Benzoyl peroxide causes red and scaly skin irritation in a small number of people, which goes away as soon as you stop using the product. Keep in mind that benzoyl peroxide is a bleach, so do not let products containing benzoyl peroxide come into contact with fabrics, leaving unsightly white spots on colored clothes, shirts, towels, and carpets.
Reduce the oil
You cannot stop your oil glands from producing oil (unless you mess with your hormones or metabolism in ways you shouldn't). Even isotretinoin (Accutane, see below) only slows down oil glands for a while; they come back to life later.

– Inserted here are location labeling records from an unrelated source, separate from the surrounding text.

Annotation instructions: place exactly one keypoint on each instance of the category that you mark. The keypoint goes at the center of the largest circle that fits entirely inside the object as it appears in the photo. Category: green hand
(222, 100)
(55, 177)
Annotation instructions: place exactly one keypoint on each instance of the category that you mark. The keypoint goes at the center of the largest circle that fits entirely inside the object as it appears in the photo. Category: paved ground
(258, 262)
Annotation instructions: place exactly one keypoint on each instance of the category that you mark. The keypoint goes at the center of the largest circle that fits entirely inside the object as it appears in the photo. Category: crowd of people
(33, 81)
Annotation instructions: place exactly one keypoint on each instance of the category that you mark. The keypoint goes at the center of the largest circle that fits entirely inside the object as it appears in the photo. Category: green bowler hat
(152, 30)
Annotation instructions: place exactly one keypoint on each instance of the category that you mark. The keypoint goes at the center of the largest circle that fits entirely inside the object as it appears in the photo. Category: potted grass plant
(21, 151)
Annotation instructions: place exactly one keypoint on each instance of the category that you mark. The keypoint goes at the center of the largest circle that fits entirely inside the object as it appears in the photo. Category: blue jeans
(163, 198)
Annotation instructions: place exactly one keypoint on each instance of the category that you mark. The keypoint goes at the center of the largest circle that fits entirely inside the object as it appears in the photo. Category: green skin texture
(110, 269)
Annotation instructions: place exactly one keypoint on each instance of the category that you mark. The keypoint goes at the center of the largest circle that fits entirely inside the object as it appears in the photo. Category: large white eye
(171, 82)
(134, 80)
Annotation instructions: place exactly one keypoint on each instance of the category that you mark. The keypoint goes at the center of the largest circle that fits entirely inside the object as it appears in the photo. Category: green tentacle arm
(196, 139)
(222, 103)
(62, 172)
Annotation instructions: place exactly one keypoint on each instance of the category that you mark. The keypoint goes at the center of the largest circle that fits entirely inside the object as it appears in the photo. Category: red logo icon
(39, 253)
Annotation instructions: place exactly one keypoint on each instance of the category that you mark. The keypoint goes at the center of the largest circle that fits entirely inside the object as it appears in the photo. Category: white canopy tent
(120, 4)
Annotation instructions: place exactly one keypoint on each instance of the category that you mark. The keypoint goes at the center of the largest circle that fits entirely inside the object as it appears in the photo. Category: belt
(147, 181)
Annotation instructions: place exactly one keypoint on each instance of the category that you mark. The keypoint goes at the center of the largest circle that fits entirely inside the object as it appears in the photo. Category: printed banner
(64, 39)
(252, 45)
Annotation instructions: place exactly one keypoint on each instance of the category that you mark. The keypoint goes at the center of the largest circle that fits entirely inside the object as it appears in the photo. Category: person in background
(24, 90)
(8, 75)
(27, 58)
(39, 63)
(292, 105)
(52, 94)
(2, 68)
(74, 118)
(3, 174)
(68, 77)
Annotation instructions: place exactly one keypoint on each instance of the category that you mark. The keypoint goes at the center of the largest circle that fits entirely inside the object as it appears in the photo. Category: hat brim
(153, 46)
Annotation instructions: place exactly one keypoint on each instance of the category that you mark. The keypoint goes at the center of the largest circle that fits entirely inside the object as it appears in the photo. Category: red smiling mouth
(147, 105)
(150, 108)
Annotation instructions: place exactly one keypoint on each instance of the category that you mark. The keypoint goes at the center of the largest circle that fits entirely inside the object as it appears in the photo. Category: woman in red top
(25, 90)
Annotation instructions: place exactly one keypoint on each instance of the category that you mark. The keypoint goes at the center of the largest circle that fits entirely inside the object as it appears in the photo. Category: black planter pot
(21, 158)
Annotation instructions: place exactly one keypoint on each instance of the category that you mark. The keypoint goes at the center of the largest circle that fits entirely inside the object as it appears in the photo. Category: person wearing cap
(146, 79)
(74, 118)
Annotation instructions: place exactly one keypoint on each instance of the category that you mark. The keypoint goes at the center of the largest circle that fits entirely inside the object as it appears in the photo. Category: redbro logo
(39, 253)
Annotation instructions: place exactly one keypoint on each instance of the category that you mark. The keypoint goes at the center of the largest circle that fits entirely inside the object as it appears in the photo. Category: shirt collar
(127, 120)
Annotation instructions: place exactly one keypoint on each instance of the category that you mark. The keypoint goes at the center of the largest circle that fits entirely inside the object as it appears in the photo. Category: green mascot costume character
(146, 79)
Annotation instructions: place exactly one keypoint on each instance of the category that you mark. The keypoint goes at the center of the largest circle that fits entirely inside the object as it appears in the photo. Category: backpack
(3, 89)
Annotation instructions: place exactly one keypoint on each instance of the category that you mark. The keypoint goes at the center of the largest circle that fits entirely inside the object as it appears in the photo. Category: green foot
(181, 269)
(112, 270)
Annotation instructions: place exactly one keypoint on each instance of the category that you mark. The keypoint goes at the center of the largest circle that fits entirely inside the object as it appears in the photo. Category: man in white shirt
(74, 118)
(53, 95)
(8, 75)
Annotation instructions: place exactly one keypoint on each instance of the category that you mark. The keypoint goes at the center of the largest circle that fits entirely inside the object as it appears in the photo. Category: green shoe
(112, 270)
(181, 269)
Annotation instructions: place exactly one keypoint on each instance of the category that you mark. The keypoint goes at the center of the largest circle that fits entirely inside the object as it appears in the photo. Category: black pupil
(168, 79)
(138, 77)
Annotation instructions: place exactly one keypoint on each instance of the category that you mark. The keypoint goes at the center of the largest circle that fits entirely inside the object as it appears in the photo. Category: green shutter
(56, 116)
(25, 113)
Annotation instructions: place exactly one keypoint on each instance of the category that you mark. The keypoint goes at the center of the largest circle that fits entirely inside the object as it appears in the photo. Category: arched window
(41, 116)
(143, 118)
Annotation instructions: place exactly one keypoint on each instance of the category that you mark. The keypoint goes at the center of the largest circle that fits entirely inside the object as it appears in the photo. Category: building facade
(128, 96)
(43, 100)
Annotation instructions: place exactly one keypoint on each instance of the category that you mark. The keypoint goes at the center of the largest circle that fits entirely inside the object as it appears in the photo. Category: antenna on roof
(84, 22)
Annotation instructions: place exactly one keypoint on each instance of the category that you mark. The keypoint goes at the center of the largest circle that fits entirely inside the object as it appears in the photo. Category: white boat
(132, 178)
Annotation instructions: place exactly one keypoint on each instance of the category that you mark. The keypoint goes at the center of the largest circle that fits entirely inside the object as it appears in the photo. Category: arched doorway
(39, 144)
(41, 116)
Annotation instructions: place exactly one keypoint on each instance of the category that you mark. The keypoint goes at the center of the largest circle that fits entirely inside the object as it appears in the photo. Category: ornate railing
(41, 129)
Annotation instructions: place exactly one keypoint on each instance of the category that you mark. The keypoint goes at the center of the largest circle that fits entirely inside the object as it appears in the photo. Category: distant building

What you can do is to get rid of oil on the surface of the skin and reduce the embarrassing shine.
Learn more about: Retin-A
- Use a gentle astringent/toner to wipe away oil. (There are many brands available in pharmacies, as well as from manufacturers of cosmetic lines.)
- Products containing glycolic acid or one of the other alpha hydroxy acids are also mildly helpful in clearing the skin by causing the superficial layer of the skin to peel (exfoliate).
- Masks containing sulfur and other ingredients draw out facial oil.
- Antibacterial pads containing benzoyl peroxide have the additional benefit of helping you wipe away oil.
What are other things you can do for acne? Are there any home remedies for acne?
- Cosmetics: Don't be afraid to hide blemishes with flesh-tinted cover-ups or even foundation, as long at it is water-based (which makes it noncomedogenic). There are many quality products available.
- Facials: While not absolutely essential, steaming and "deep-cleaning" pores is useful, both alone and in addition to medical treatment, especially for people with "whiteheads" or "blackheads." Having these pores unclogged by a professional also reduces the temptation to do it yourself.
- Pore strips: Pharmacies now carry, under a variety of brand names, strips which you put on your nose, forehead, chin, etc., to "pull out" oil from your pores. These are, in effect, a do-it-yourself facial. They are inexpensive, safe, and work reasonably well if used properly.
- Toothpaste? One popular home remedy is to put toothpaste on zits. There is no medical basis for this. Ditto for vinegar.